We, as human beings, like to romanticize love as this force that is beyond science or understanding. In doing so, we dismiss the realities of all the relationships we’ve seen fall apart, the families we know where siblings treat each others as strangers, and the people we’ve know that continue to exploit and hurt others in a way that makes them difficult to love or redeem them. In both our fiction and in our day to day lives, we hold to esteem this notion of love and selectively dismiss the aspects of our reality that challenge those notions as being true.
“Get a life in which you are not alone. Find people you love, and who love you. And remember that love is not leisure, it is work. Each time I look at my diploma, I remember that I am still a student, still learning every day how to be human. Send an e-mail. Write a letter. Kiss your mom. Hug your dad.” -A Short Guide to a Happy Life, Anna Quindlen
Yet if we truly take a good step back, and look at how we learned to become adults, we’ll realize that love is not a mystical connection to the divine. Love can build, similar to trust. Love, like friendships, can fade if not cultivated. Love requires lack, for you cannot experience happiness without sadness, vitality without suffering, or a mountain without a valley.
Love is not an absolute. As human beings we cannot love everybody.
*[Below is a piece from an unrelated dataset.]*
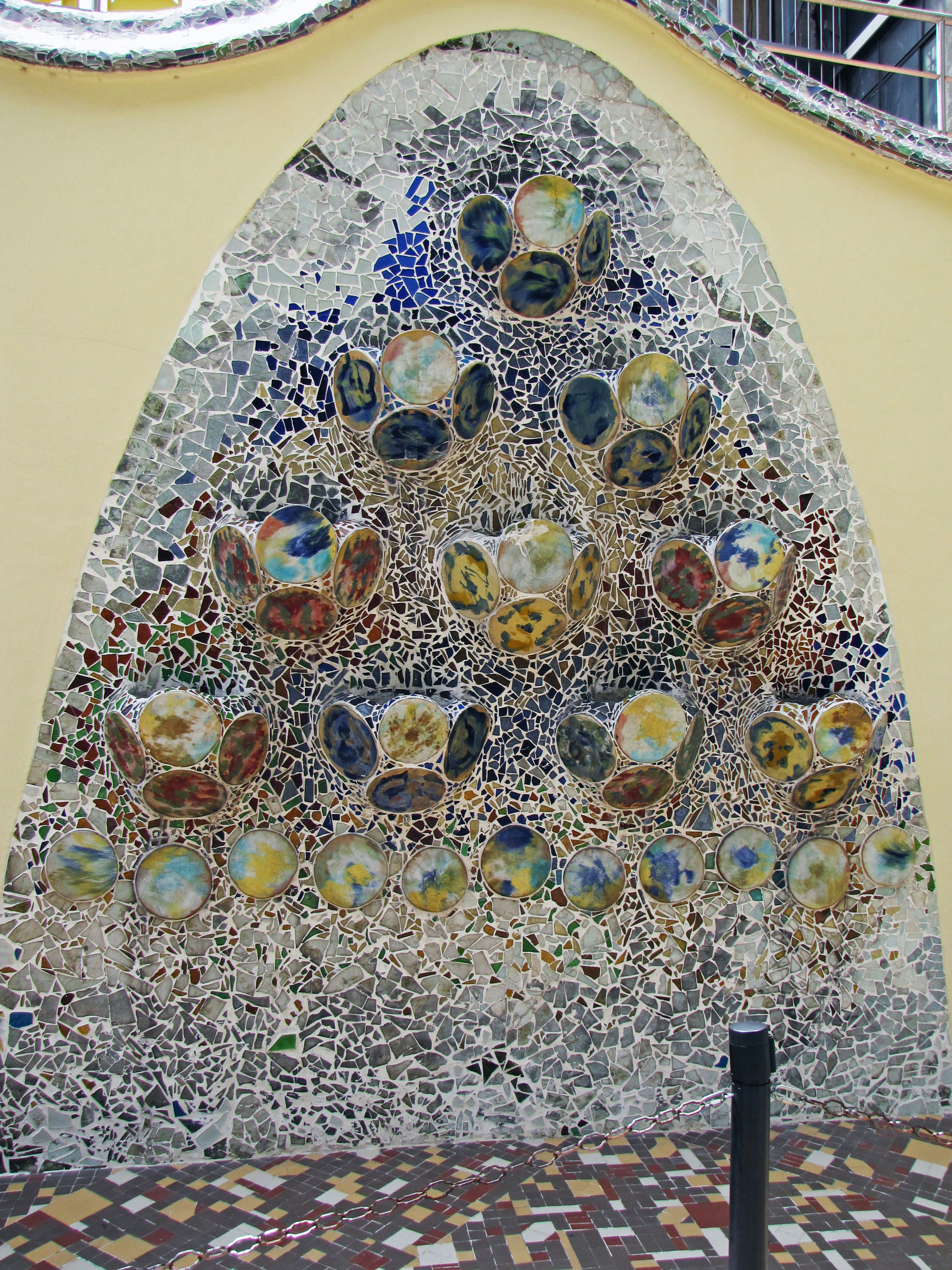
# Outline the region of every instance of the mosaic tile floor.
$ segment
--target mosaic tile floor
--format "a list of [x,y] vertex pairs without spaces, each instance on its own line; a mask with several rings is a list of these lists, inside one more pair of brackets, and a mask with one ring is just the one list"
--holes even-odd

We simply do not have that capacity. But the idea behind that unconditional love is part of our hope. It is the belief in that perfect divinity inside the human that we aspire to be. It is not helping one homeless man or woman on the street, but the desire to build a world of humans so in-tune with one another that there would never be a homeless person again. In some ways, love is the impossible. It feels fleeting only because love is that fire that burns within us to bring about a better world.